The 19-year-old college student has spent part of his summer break kayaking the Gulf Coast, from Pensacola to the Florida Keys, as a fundraiser for the creation of an artificial reef near his Hernando County hometown.
A four-day stop on Marco Island to visit friends, the John Remaks family, was part of his 750-mile trip, which began on May 8 and ended about 45 days later at Long Key State Park. He left Marco on the morning of June 20 for the journey’s final leg, paddling through the Ten Thousand Islands to the Keys.
It’s a demanding undertaking that’s been taken at a leisurely pace and involved camping and overnight stays with friends to replenish supplies and rest up from plying the gulf waters and those of the Intracoastal Waterway.
“I’ve been involved with coastal restoration projects and conservation and sustainability my entire life,” said the environmental engineering major at the University of Central Florida whose father, Keith Kolasa, is Hernando County’s aquatics services manager.

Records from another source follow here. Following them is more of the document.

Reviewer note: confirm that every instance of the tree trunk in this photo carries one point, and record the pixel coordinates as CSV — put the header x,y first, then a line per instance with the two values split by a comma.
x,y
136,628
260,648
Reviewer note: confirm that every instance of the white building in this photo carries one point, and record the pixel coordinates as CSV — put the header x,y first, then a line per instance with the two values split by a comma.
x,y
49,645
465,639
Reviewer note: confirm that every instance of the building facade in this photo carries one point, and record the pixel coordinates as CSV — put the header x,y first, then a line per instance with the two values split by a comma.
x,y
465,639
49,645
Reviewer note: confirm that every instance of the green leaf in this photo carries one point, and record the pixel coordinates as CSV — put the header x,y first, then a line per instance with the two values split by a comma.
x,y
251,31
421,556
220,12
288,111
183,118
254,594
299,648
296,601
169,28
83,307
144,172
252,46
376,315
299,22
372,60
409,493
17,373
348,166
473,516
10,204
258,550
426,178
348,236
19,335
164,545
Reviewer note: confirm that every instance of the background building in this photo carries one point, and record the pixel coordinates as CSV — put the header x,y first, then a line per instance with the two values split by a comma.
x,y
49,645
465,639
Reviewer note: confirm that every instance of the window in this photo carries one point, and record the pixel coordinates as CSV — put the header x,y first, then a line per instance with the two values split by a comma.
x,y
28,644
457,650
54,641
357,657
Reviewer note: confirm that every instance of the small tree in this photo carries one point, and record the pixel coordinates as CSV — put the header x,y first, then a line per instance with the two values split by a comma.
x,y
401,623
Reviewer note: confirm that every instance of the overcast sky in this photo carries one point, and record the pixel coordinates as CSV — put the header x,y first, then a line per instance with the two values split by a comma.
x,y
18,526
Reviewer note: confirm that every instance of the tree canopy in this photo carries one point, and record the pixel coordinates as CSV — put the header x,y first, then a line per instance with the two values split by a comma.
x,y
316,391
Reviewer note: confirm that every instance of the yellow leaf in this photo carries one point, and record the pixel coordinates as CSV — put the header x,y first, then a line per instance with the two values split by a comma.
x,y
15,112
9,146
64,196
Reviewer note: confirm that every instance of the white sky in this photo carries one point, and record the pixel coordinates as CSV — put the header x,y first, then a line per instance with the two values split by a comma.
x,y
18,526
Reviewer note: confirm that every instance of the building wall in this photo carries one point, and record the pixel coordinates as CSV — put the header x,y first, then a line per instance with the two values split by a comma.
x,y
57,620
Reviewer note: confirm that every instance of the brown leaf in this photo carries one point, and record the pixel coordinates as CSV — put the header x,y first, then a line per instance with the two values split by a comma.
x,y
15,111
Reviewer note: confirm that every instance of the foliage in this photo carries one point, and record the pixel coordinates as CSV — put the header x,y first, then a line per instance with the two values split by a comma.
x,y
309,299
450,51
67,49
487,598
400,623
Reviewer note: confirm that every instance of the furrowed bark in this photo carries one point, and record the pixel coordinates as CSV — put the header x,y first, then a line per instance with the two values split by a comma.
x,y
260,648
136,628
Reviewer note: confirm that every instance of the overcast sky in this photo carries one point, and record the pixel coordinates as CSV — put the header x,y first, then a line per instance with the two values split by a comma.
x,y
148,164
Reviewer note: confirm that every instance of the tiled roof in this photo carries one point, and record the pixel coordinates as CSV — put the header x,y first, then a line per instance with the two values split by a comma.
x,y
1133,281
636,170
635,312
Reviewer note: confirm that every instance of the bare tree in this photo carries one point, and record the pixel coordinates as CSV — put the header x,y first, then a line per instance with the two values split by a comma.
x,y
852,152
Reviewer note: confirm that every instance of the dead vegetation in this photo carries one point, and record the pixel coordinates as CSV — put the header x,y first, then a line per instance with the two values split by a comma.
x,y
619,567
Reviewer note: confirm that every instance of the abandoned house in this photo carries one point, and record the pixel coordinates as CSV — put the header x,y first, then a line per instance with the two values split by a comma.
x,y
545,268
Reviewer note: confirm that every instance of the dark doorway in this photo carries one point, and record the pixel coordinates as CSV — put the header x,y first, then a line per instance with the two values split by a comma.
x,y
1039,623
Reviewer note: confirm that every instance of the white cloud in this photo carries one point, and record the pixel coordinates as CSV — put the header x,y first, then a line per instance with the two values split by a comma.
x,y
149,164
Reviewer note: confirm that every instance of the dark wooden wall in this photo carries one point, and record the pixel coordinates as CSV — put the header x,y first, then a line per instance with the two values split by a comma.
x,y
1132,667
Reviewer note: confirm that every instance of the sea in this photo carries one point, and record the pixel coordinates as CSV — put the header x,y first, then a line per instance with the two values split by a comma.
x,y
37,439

By June 18, Cole had raised about $2,500 for the reef project, which will be located in the gulf waters near his hometown of Brooksville, located about one hour north of Tampa. “Basically, the money will just go to help the county so the project can take shape,” he said.
Cole said he hopes the project can include the involvement of Hernando County school children to teach them about marine life and fosteran appreciation of life on the gulf.

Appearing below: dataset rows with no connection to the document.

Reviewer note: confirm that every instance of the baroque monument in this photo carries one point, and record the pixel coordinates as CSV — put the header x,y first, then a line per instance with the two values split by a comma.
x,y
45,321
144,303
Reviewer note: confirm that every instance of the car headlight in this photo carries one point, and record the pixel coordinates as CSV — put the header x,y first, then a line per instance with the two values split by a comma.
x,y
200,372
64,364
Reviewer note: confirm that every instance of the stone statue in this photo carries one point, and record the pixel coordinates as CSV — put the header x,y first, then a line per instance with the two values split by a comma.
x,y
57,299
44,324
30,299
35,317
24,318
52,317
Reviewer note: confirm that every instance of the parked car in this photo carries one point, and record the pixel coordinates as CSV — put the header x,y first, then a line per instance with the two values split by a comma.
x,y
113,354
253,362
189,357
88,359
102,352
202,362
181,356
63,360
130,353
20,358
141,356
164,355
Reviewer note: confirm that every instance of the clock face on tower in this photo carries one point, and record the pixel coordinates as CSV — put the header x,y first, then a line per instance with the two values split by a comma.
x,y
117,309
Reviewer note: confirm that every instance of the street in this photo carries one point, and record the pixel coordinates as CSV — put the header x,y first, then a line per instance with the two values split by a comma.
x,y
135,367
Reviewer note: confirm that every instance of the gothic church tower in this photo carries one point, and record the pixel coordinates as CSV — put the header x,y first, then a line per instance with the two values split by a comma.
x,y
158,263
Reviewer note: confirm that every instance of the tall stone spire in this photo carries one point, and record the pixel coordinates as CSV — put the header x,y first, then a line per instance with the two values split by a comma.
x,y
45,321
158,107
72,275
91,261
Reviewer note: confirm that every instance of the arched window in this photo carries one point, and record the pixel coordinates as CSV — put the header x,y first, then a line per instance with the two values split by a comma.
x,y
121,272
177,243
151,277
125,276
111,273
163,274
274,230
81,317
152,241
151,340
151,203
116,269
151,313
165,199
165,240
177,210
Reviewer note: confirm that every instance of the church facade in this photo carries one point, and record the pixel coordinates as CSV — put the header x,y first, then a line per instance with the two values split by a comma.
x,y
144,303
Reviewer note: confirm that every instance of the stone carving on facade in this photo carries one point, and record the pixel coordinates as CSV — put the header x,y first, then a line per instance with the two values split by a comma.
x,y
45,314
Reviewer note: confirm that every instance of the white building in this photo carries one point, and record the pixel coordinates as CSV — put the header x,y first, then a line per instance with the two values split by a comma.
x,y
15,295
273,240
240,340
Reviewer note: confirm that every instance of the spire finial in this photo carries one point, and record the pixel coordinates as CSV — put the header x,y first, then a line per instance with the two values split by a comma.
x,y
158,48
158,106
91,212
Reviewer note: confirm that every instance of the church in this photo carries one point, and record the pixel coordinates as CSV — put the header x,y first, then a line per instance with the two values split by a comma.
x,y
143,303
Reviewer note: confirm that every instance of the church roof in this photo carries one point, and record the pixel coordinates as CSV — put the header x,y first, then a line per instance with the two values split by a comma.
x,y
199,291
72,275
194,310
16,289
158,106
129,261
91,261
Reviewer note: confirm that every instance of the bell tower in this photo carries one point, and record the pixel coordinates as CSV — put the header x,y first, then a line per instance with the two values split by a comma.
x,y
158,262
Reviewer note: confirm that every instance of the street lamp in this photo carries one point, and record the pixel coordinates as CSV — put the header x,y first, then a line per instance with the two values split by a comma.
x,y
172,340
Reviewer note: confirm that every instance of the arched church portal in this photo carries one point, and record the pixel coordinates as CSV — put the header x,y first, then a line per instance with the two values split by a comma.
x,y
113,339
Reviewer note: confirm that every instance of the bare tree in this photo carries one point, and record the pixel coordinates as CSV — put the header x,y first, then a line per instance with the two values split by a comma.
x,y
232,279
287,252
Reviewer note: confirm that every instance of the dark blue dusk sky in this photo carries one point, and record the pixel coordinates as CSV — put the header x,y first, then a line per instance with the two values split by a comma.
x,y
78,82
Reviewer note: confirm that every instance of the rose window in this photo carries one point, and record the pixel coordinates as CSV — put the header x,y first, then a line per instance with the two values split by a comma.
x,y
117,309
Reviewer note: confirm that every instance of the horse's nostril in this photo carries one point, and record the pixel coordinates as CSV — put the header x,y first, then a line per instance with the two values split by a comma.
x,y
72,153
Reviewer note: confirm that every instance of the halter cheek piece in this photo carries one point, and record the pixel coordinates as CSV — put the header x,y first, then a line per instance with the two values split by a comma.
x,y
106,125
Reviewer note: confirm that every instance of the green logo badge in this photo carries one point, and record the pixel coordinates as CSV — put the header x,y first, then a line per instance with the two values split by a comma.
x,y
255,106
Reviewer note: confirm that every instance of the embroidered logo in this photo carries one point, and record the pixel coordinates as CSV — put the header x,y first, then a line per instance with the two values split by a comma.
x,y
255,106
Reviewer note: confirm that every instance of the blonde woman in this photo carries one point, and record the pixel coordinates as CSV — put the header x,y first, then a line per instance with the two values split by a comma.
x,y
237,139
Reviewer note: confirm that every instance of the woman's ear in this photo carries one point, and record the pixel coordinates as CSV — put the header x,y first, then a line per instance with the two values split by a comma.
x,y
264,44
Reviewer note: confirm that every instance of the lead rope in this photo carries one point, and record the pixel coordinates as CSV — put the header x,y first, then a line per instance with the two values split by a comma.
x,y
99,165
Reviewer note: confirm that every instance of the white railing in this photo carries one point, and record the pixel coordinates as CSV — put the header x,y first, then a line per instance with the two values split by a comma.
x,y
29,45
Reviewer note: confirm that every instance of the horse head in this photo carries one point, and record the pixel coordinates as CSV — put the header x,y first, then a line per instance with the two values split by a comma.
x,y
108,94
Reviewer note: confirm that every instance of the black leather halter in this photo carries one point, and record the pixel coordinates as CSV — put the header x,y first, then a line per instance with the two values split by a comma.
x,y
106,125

“When I grew up, I was always on the water,” he said. “I hope more kids and more people take advantage of the beautiful coast we have there.”
His fundraising goal is $10,000 and he publicized the trip through word of mouth, press interviews, his blog, coleskayaktour. blogspot.com, and his Facebook page. The blog contains a link to his GoFundMe page, gofundme.com/artificial-reefpaddlingthe gulf, where donations can be made.

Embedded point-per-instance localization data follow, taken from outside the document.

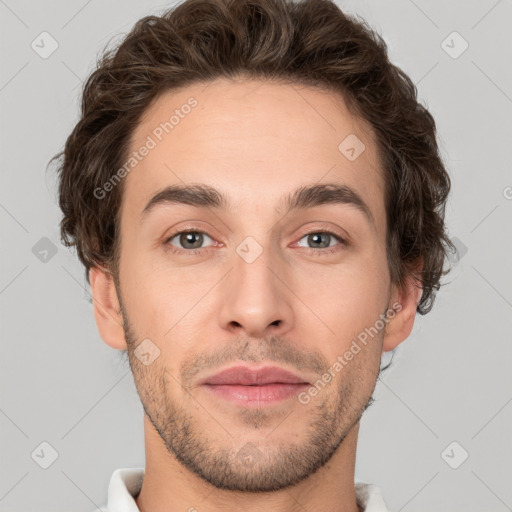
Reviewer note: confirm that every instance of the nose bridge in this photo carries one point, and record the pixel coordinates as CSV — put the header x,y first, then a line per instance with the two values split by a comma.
x,y
254,298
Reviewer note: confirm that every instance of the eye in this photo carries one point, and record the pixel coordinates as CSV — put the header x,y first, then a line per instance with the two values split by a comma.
x,y
323,240
189,240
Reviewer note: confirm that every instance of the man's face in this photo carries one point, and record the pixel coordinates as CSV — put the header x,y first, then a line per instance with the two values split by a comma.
x,y
255,284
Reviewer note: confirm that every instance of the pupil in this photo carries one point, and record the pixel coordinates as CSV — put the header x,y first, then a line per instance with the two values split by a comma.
x,y
317,237
189,238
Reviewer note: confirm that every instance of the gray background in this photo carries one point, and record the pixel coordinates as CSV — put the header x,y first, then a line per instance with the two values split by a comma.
x,y
451,380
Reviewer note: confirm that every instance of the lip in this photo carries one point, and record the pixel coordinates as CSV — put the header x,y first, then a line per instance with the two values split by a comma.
x,y
250,387
246,376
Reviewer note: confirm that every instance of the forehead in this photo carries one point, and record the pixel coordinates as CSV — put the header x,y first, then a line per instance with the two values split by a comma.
x,y
254,140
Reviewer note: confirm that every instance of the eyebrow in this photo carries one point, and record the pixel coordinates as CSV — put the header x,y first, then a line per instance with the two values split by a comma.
x,y
308,196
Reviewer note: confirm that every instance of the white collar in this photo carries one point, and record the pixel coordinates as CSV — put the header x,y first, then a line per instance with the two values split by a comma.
x,y
125,485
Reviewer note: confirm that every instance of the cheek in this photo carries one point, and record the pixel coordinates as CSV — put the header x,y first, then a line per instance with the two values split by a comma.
x,y
347,300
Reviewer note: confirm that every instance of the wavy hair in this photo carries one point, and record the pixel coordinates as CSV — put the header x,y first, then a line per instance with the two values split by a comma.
x,y
311,42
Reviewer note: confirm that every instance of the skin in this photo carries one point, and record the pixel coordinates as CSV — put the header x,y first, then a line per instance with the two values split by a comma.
x,y
254,141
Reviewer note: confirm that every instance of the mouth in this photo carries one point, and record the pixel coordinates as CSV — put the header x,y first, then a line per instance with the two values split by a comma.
x,y
242,385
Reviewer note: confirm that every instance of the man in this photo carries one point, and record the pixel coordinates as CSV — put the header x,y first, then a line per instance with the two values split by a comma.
x,y
258,200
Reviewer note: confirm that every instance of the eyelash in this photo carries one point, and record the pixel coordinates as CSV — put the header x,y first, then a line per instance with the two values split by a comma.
x,y
310,250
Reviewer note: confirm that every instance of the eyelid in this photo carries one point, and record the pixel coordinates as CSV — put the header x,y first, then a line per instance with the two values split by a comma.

Cole has donated his time and talent to marine preservation and research for years. He’s been a science diver with SCUBAnauts International, which involves young people in the marine sciences through underwater exploration and research activities, since he was 12. He’s also participated in coral research for the last six years and spent summers volunteering for such organizations as MOTE Marine Laboratory in the Keys and visiting Washington D.C. to discuss ocean issues with politicians and scientists.
Aside from visiting his friend Catherine Remaks on Marco, he also spent time doing some snook fishing with his dad, who traveled south to join him here, and exploring the island, which he was visiting for the first time.
He had special praise for Tony Smith, coowner of Tigertail Rentals at Tigertail Beach.
“He’s been giving me a place to keep my kayak,” said Cole. “That’s been real helpful and I’m really grateful for the support from the people on Marco Island helping me out.”